Recession will push home prices down
Consumers warned against negative equity
WITH the economy officially in recession homeowners and buyers need to get serious about preventing negative equity (the state of holding a property the value of which is less than the amount of mortgage still unpaid), according to Berry Everitt, chief executive at the Chas Everitt International property group.
“And the best way to do that is for homeowners to keep putting whatever spare cash they may have, as well as their non-emergency savings, into their home loan accounts, and for buyers to put down the biggest deposits they can.”
He explained the rate of property price growth had already slowed significantly in the wake of the “junk” investment ratings received earlier this year, and the subsequent loss of confidence in the economy by consumers, businesses and investors.
“This has now led us into recession and the real possibility that property values could start to fall, as they did during the recession in 2009, when the supply of homes on the market begins to exceed the demand.
“There are always fewer buyers than sellers when times are tough.
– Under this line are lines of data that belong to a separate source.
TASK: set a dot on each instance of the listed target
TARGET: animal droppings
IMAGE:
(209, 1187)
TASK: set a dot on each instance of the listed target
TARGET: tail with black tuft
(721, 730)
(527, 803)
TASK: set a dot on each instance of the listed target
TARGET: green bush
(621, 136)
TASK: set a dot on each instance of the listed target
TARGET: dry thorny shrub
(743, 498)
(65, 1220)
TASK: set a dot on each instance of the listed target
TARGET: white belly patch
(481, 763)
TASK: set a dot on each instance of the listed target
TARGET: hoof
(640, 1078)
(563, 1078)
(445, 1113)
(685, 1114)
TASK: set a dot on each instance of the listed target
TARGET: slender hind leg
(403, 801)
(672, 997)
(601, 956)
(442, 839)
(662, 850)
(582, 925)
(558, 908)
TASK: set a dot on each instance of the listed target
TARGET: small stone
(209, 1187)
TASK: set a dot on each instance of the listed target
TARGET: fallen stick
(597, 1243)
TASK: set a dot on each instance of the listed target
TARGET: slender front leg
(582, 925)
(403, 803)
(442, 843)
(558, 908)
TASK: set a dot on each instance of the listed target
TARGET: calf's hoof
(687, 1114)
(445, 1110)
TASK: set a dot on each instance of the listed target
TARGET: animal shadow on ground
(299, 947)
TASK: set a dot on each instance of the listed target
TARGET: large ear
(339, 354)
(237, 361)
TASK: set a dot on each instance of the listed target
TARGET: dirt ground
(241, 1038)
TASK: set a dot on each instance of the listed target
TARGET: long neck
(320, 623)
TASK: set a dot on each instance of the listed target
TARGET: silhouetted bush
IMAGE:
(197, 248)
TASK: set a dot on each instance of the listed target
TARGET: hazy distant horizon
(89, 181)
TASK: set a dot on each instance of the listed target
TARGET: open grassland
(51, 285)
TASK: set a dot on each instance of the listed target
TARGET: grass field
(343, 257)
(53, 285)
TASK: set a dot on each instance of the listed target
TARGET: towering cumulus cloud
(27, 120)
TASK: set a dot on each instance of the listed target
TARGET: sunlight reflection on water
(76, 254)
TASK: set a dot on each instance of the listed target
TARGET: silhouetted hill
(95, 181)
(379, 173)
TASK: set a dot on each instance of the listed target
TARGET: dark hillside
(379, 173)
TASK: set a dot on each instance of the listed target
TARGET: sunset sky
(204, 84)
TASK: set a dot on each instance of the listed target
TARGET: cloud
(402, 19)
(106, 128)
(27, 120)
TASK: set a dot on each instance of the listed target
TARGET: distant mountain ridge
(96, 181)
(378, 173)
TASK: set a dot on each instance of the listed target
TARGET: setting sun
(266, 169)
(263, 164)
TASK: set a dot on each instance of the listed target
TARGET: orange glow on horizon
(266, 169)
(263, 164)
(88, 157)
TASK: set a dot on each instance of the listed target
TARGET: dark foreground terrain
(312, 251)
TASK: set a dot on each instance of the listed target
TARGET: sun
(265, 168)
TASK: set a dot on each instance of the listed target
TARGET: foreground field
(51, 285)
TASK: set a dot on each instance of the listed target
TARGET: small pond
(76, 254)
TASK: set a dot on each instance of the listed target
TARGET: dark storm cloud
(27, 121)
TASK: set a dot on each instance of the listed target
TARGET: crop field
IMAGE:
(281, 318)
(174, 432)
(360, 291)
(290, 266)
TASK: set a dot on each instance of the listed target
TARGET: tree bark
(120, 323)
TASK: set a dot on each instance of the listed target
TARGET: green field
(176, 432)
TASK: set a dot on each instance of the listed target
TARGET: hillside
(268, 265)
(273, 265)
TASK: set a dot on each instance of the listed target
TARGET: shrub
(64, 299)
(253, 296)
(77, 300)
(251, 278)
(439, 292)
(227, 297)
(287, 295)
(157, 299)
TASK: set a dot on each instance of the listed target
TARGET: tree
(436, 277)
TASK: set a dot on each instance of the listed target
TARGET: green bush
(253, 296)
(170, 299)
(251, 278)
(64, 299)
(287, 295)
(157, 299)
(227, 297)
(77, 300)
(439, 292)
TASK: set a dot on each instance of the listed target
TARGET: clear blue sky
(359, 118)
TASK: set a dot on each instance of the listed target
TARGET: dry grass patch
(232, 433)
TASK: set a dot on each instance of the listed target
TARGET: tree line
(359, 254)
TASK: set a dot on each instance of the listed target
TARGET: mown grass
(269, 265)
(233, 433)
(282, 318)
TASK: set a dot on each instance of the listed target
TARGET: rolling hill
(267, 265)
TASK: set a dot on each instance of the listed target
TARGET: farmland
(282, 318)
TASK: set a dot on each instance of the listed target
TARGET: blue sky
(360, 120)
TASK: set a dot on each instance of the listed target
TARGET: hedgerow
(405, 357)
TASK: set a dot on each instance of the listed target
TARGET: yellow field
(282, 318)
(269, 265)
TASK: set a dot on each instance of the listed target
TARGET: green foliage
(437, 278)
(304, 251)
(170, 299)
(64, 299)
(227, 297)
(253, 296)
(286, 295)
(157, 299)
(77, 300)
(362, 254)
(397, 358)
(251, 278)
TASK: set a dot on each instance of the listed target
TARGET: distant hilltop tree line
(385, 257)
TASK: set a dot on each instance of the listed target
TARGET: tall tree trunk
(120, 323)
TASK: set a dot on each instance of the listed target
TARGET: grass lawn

And such a scenario can quickly lead, as we saw in the previous recession, to many property owners finding themselves in negative equity.”
Everitt said this might not be a problem for homeowners who can ride out the recession and wait for property prices to begin rising again.
“But realistically, there is a much greater risk of job loss during a recession and the real problem with being in a negative equity position if that occurs and you are forced to sell your home is that you will not be able to sell it for the amount that you owe the bank.
“You will end up having to pay the outstanding amount, at the time when you are least likely to be able to do that. You will also gain nothing from the sale of the property to put down as a deposit on another home – and could even end up having a debt judgment taken against you and losing your credit rating for several years if you are unable to pay.”
He said consumers should not count on the SA Reserve Bank being able to lower interest rates by any percentage significant enough to boost the economy out of recession.
“This is what happened in 2009 and was also the response of many other central banks around the world, but this time around the bank also has to try to keep rates high enough to retain and attract investment.
“Consequently, homeowners should be doing whatever they can to help themselves – and if interest rates do come down at all, they should regard that as a bonus and keep paying the same instalment as they do now in order to further reduce the capital portion of their loan.”
Meanwhile, he said, investors and home buyers would be able to take advantage of excellent purchase opportunities in the coming months – but they would also need to guard against the potential for negative equity by putting down significant deposits.
“They will find themselves in a strong position when negotiating price, and if that results in any savings on their monthly instalments, they should also put that extra money towards paying off their home loans.”